Kastamonu Üniversitesi’nde 33.Yıl Dönümünde Hocalı Katliamı Anıldı

Kastamonu Üniversitesi’nde “Karabağ Sorunu ve 33. Yıl Dönümünde Hocalı Katliamını Anma Programı” düzenlendi.

Kastamonu Üniversitesi’nde 33.Yıl Dönümünde Hocalı Katliamı Anıldı
04.03.2025
133
A+
A-

Kastamonu Üniversitesi Merkez Kütüphanesi Cemil Meriç Konferans Salonu’nda Türk Dünyası Gençlik Topluluğu tarafından “Karabağ Sorunu ve 33. Yıl Dönümünde Hocalı Katliamını Anma Programı” düzenlendi.
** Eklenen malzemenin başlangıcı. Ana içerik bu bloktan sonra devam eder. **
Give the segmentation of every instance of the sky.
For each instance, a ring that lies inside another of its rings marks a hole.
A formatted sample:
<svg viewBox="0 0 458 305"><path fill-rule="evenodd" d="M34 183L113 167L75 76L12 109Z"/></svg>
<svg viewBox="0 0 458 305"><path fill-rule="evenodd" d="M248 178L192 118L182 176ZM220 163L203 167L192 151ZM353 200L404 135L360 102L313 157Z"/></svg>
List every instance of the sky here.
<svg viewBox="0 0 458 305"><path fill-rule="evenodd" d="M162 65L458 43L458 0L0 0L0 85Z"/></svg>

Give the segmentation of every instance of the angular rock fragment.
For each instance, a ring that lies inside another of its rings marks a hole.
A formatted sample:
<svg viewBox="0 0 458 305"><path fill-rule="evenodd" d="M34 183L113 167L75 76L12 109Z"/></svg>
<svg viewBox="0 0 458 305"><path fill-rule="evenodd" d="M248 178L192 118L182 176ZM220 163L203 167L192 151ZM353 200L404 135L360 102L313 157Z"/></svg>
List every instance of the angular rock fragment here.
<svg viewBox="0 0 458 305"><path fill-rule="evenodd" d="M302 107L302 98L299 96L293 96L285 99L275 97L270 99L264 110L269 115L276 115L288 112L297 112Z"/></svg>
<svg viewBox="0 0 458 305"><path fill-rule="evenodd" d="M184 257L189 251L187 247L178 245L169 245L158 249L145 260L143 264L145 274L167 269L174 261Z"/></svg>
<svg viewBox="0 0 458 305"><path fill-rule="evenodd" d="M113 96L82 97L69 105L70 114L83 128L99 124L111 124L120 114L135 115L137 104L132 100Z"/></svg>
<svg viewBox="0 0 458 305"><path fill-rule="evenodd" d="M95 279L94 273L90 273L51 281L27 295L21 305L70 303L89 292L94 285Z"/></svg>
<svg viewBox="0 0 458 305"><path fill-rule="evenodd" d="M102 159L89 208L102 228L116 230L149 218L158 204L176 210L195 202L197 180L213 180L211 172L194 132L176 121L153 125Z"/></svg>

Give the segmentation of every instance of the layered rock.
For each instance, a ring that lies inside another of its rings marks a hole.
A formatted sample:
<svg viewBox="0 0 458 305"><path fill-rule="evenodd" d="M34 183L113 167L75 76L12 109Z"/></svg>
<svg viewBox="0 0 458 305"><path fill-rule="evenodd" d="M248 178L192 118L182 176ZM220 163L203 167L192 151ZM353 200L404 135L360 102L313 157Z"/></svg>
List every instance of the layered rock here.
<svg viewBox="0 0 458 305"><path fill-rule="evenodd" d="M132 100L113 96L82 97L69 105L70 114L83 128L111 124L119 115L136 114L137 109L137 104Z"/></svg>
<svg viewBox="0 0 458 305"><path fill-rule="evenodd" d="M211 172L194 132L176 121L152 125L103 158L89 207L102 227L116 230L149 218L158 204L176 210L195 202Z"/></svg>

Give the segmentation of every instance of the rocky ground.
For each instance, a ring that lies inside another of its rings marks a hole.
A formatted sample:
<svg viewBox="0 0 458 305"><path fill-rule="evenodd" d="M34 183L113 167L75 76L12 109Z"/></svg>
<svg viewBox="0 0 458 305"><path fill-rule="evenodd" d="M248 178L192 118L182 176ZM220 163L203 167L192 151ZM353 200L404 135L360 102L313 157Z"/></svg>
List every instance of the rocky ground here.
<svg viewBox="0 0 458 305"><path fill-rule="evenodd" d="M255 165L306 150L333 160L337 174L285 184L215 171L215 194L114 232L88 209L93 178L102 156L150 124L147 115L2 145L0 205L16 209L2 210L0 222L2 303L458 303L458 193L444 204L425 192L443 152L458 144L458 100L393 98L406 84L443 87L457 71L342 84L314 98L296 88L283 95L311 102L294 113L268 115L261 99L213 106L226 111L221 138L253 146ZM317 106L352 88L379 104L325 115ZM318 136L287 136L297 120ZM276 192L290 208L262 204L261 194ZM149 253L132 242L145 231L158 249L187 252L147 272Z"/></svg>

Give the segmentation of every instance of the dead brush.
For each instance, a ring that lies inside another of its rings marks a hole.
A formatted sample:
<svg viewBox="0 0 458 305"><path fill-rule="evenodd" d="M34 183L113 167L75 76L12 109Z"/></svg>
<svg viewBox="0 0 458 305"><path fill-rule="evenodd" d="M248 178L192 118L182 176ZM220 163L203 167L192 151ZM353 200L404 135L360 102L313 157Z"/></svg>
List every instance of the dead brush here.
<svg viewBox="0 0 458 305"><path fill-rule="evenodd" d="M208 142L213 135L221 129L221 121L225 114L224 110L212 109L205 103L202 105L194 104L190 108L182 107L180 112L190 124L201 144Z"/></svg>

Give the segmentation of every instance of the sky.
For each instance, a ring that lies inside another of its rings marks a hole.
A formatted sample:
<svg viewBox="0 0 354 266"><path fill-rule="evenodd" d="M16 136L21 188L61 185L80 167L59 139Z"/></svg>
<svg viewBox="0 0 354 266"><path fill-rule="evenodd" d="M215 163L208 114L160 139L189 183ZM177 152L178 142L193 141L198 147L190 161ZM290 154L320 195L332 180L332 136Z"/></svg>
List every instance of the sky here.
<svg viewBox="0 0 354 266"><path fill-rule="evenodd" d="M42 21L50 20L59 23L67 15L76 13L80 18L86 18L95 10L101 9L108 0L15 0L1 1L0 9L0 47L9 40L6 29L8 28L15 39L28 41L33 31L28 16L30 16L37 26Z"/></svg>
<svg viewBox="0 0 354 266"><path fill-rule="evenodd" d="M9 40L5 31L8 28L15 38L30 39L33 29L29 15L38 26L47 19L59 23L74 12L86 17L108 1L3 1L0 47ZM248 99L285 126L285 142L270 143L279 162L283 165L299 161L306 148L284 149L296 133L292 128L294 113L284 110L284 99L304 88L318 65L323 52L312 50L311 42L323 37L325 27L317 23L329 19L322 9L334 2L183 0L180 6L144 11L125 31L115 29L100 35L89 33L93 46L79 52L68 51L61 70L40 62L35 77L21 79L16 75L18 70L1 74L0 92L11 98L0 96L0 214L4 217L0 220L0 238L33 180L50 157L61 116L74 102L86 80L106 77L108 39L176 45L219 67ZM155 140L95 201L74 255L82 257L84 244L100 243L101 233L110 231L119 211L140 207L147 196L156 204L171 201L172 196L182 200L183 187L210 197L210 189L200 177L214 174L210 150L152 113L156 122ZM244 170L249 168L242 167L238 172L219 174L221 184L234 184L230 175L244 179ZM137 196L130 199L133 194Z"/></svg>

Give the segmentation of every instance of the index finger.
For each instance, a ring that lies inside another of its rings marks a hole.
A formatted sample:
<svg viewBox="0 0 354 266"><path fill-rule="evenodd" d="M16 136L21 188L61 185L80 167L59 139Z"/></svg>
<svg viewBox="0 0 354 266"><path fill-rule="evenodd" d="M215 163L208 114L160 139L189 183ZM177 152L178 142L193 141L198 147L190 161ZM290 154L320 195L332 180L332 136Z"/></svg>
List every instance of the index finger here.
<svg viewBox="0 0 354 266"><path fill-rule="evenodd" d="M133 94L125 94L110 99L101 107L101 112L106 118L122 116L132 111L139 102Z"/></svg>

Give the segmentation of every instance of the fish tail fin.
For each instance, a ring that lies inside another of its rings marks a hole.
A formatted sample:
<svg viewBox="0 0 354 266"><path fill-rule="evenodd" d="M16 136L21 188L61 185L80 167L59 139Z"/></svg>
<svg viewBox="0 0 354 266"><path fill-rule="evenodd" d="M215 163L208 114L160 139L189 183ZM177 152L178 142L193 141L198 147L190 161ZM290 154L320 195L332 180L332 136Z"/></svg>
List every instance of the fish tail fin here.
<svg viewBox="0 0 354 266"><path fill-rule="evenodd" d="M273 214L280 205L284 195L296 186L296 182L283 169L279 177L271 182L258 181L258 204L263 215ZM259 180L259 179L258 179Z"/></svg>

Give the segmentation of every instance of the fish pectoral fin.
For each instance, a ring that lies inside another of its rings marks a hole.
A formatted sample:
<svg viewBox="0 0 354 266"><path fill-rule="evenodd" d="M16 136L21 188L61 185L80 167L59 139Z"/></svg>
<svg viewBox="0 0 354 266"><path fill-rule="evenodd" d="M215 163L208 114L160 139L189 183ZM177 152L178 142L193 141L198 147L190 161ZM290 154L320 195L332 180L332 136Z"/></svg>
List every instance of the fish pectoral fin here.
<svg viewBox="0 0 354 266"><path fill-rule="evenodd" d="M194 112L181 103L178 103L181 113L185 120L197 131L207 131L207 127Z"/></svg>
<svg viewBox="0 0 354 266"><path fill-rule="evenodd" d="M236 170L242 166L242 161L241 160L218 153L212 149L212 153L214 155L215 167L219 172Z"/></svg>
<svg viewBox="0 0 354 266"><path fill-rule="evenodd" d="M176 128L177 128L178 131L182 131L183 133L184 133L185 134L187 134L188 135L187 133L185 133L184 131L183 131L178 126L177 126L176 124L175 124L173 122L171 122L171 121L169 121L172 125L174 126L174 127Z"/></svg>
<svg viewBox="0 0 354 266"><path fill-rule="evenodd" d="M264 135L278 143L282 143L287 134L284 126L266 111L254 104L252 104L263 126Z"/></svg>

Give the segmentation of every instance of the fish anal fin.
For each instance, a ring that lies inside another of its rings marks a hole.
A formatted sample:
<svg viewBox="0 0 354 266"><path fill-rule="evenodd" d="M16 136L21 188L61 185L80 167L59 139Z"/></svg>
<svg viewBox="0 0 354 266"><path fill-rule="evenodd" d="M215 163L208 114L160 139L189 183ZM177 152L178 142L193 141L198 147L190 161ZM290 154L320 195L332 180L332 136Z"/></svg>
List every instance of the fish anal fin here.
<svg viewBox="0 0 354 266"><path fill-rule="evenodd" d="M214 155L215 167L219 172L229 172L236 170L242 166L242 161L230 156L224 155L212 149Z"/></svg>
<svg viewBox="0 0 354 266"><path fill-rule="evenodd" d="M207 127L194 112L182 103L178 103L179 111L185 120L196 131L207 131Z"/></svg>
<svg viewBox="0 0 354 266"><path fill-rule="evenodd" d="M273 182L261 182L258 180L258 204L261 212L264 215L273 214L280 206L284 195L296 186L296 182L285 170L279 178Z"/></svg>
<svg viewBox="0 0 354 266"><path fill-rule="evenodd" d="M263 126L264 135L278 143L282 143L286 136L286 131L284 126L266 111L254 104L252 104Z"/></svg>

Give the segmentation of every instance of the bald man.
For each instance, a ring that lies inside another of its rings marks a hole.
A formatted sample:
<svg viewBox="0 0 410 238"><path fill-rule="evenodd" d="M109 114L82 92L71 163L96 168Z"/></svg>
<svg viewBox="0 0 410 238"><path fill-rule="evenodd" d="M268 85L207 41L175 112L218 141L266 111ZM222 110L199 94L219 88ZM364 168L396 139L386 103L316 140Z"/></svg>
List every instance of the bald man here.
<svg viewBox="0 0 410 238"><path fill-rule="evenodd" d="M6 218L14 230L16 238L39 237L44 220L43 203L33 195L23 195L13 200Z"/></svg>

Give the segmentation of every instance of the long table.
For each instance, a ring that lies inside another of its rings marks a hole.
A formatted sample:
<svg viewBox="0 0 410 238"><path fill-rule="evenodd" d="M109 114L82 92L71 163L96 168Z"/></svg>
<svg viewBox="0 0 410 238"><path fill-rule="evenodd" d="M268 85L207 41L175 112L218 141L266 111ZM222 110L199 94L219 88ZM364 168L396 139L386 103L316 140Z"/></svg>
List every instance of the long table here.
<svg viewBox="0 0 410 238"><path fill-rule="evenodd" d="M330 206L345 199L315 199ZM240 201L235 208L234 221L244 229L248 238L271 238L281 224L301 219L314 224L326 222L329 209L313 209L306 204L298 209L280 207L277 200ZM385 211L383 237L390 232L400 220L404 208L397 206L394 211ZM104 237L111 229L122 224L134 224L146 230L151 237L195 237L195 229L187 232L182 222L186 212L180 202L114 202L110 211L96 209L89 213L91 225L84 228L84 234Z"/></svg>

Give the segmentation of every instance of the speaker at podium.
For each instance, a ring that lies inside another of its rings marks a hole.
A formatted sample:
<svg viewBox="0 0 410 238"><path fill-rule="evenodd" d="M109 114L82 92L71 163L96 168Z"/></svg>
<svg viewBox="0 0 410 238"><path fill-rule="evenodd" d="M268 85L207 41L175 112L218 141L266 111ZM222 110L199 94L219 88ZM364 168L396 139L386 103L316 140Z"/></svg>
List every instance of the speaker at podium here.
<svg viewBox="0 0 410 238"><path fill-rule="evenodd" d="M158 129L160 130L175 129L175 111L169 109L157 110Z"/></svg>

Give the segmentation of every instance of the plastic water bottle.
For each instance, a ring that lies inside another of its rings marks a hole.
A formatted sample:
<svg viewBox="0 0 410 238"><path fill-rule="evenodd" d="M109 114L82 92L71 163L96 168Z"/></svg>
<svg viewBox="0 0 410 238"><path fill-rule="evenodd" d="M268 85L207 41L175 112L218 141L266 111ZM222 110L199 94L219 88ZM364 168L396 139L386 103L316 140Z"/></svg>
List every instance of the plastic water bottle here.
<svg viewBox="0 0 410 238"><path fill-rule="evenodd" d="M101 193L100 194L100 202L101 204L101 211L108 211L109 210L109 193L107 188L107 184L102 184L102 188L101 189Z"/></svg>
Moderatörlüğünü İletişim Fakültesi Dekan Yardımcısı Doç. Dr. Can Ceylân’ın yaptığı programda İnsan ve Toplum Bilimleri Fakültesi öğretim üyesi Prof. Dr. Namig Musali, “Türkmençay Antlaşması’ndan Günümüze Karabağ Sorununun Tarihi ve Hocalı Katliamı” başlıklı konuşmasıyla İktisadi ve İdari Bilimler Fakültesi Dr. Öğr. Üyesi Elşan İzzetgil ise “İkinci Karabağ Savaşı’nın Türkiye-Azerbaycan, Bölgesel ve Küresel İlişkilere Yansıması” başlıklı konuşmasıyla katıldı.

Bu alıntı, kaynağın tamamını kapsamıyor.